Many users of our public transport services will be aware of the cuts to local bus services for residents while Royal Holloway University provides bus services for its own students.
At a meeting of the Royal Holloway and Runnymede Consultative Group in November last year the college’s Director of Estates, Mike Berry, was asked if those university buses could be used by local residents.
“We cannot actively promote the service” Mr Berry advised, “to avoid being mistaken as a community service provision which wouldn’t be correct as this is a student bus service”.
Is that a long-winded way of saying “No” ?
Mike Berry, Royal Holloway Director of Estates, said “..this is a student bus service”
Compare Mr Berry’s response with the forward-thinking attitude of the University of Southampton whose students and local residents enjoy the benefits of Unilink.
According to Unilink’s website, ‘Unilink was created in 2001 to transport University staff and students between teaching sites and halls of residence, whilst also providing a bus service that is open for everyone to use…’

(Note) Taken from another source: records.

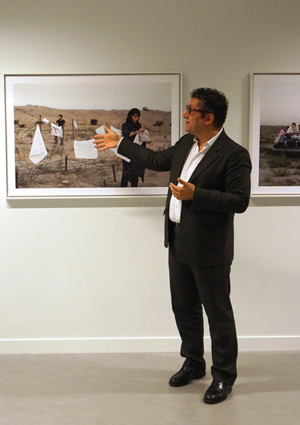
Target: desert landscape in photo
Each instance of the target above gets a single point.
(276, 168)
(60, 168)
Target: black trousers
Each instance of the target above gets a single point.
(193, 288)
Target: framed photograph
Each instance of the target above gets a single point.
(275, 134)
(51, 121)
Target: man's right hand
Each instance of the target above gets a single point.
(109, 140)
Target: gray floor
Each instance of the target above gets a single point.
(121, 389)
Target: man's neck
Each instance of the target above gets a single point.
(205, 137)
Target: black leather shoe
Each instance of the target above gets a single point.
(185, 376)
(217, 392)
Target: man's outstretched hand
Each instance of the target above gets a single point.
(109, 140)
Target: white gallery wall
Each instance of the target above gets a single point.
(90, 275)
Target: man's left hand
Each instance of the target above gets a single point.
(185, 192)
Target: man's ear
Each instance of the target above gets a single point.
(209, 118)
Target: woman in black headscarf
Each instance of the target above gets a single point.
(131, 170)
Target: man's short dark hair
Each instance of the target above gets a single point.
(214, 101)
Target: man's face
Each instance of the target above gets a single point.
(194, 122)
(135, 118)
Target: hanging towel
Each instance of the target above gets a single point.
(85, 149)
(56, 130)
(38, 150)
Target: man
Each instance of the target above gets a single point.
(61, 123)
(209, 183)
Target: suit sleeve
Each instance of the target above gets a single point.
(234, 195)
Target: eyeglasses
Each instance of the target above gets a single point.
(191, 111)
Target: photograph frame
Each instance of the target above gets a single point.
(274, 150)
(155, 91)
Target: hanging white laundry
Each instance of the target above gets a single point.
(101, 130)
(85, 149)
(56, 130)
(38, 149)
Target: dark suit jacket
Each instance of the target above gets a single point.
(222, 181)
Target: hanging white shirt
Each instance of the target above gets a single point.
(193, 159)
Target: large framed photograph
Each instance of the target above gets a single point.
(51, 121)
(275, 134)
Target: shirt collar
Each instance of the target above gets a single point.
(211, 141)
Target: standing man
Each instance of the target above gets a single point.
(61, 123)
(209, 183)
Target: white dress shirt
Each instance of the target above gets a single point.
(193, 159)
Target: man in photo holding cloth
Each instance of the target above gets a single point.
(209, 183)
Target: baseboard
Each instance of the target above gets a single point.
(136, 345)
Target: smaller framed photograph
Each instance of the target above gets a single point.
(51, 121)
(275, 134)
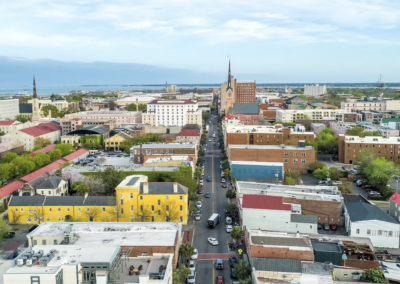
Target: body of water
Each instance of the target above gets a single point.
(48, 90)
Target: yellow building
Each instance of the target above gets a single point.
(112, 143)
(38, 209)
(140, 200)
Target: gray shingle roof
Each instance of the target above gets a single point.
(64, 200)
(27, 200)
(309, 219)
(252, 108)
(277, 265)
(163, 188)
(100, 200)
(275, 241)
(51, 183)
(360, 211)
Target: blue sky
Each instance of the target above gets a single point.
(268, 40)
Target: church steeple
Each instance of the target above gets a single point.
(34, 88)
(229, 77)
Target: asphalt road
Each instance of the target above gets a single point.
(205, 272)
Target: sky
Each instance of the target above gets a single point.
(270, 41)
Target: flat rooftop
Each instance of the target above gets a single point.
(113, 233)
(308, 192)
(66, 255)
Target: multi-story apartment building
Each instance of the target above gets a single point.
(264, 135)
(350, 148)
(140, 200)
(172, 113)
(160, 149)
(315, 91)
(120, 117)
(9, 109)
(296, 158)
(286, 115)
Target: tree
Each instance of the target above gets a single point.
(65, 149)
(92, 213)
(42, 142)
(54, 111)
(144, 214)
(37, 214)
(230, 193)
(55, 154)
(321, 174)
(374, 276)
(170, 211)
(187, 250)
(181, 274)
(317, 165)
(242, 270)
(9, 157)
(131, 107)
(41, 160)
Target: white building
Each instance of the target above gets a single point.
(172, 113)
(315, 91)
(27, 136)
(289, 115)
(57, 264)
(369, 221)
(9, 109)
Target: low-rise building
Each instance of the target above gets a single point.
(322, 201)
(174, 149)
(297, 158)
(369, 221)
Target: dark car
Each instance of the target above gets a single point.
(232, 261)
(233, 273)
(219, 264)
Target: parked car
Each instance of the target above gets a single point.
(219, 264)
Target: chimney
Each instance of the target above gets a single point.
(145, 188)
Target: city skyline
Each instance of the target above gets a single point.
(274, 42)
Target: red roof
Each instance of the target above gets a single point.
(41, 129)
(47, 169)
(10, 188)
(188, 133)
(7, 122)
(75, 155)
(395, 198)
(255, 201)
(45, 149)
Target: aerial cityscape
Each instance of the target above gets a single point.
(194, 142)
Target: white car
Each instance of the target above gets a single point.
(195, 255)
(192, 278)
(213, 241)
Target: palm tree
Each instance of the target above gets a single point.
(187, 250)
(181, 274)
(242, 270)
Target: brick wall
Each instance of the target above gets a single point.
(281, 253)
(326, 211)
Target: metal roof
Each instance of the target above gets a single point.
(163, 188)
(360, 211)
(277, 265)
(309, 219)
(251, 108)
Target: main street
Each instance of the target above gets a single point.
(205, 271)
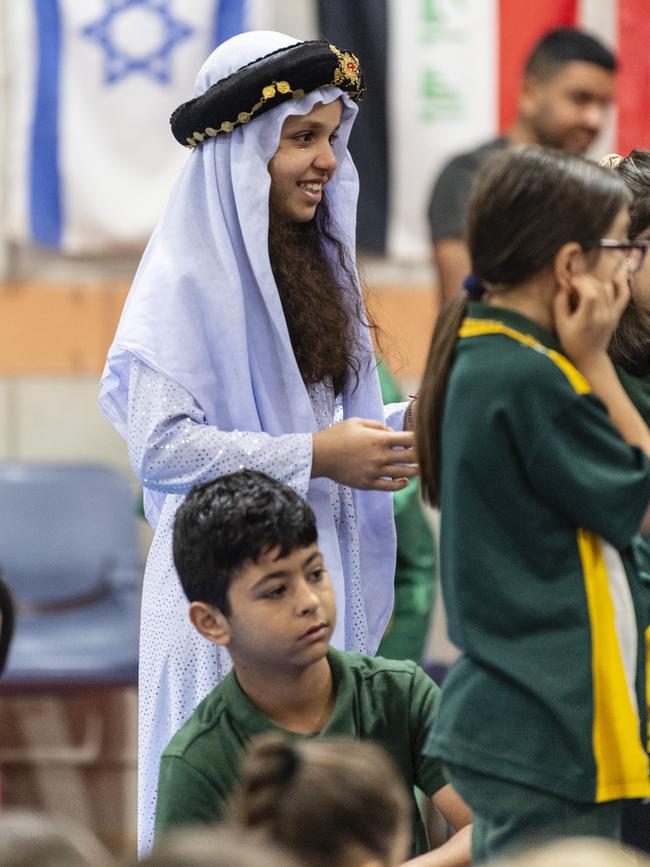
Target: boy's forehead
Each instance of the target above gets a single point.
(275, 560)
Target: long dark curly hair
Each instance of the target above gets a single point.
(320, 297)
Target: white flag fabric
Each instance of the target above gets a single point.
(442, 93)
(92, 158)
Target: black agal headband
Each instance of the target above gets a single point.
(288, 73)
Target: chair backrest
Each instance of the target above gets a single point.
(66, 531)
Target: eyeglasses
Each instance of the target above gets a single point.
(635, 251)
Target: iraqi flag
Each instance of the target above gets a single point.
(92, 158)
(444, 75)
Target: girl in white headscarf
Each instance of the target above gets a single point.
(243, 343)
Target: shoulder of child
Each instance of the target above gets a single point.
(203, 720)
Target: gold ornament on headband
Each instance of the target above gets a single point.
(610, 161)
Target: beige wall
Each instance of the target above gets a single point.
(53, 342)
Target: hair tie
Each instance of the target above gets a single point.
(611, 161)
(474, 286)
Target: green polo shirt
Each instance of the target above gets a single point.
(540, 500)
(390, 703)
(638, 389)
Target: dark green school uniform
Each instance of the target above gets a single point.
(390, 703)
(540, 500)
(415, 568)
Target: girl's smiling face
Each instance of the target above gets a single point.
(304, 162)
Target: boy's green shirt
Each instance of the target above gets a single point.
(638, 390)
(390, 703)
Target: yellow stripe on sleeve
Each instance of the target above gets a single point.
(621, 761)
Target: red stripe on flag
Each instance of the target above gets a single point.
(634, 76)
(520, 26)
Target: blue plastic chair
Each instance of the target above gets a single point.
(69, 553)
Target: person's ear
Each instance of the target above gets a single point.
(569, 262)
(210, 622)
(531, 88)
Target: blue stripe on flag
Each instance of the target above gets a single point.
(45, 189)
(230, 19)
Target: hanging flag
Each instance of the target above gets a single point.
(634, 76)
(92, 157)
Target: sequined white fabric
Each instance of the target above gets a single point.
(171, 448)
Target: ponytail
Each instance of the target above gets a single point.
(431, 399)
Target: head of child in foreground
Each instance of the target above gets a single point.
(219, 846)
(539, 221)
(245, 548)
(332, 803)
(576, 852)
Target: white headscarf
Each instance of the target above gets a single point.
(204, 309)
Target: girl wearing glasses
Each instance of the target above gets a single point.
(630, 352)
(539, 462)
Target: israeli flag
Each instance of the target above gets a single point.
(92, 158)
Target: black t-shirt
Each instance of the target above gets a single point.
(453, 189)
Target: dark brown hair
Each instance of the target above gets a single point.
(527, 204)
(630, 346)
(322, 306)
(323, 799)
(567, 45)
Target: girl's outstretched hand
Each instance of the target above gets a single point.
(587, 313)
(363, 453)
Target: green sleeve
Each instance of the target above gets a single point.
(415, 578)
(415, 571)
(423, 707)
(185, 796)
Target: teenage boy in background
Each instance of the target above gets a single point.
(566, 92)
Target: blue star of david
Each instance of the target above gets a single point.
(119, 63)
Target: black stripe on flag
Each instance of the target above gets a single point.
(361, 27)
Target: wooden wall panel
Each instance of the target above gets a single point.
(65, 330)
(57, 329)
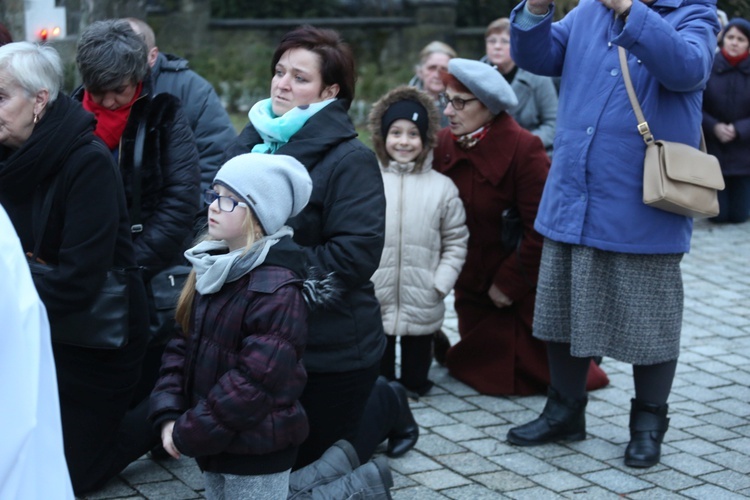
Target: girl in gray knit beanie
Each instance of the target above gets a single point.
(245, 322)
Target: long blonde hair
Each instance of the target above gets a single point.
(184, 309)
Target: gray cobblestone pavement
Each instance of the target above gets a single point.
(462, 452)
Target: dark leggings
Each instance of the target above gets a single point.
(334, 403)
(568, 373)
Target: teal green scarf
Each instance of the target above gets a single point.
(277, 130)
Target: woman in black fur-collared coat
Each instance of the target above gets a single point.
(47, 145)
(113, 62)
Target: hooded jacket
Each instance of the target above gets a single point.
(212, 128)
(341, 231)
(425, 230)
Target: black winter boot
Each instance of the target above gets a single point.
(440, 345)
(371, 481)
(648, 424)
(337, 461)
(561, 420)
(405, 432)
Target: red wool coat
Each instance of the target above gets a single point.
(497, 353)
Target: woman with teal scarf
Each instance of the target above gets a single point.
(341, 231)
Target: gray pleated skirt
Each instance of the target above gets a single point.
(624, 306)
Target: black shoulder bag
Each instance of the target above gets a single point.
(104, 324)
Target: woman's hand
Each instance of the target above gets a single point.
(498, 298)
(166, 439)
(725, 132)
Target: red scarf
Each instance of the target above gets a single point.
(734, 60)
(110, 123)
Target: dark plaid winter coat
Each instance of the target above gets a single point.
(234, 383)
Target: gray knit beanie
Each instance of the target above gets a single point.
(485, 82)
(276, 187)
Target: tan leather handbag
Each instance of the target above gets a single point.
(676, 177)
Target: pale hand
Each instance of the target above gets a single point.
(166, 439)
(725, 132)
(538, 7)
(618, 6)
(498, 298)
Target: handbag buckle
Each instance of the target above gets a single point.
(645, 133)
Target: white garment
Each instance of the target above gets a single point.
(425, 248)
(32, 460)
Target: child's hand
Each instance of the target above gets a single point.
(498, 298)
(166, 439)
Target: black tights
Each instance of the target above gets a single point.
(568, 373)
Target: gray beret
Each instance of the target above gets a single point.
(276, 187)
(485, 82)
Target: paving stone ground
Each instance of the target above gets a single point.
(462, 452)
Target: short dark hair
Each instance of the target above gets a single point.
(110, 52)
(336, 59)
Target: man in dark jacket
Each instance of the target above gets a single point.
(209, 120)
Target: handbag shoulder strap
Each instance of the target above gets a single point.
(643, 127)
(44, 215)
(135, 213)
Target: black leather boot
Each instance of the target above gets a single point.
(648, 424)
(561, 420)
(405, 432)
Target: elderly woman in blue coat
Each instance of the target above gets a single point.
(610, 282)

So, not only is the service open to everyone but the handsome-liveried buses are proud to promote that.
Meanwhile, Royal Holloway continues to promote its straplines that it is ‘proud of its long-standing links with the local community’ and that ‘Our relationship with our wider community is important to us.’
Just when will Royal Holloway realise that local residents are no longer taken in by such platitudes and that we believe the university sees the local community as little more than an extension to its campus to be used to house its students and as an overflow car park?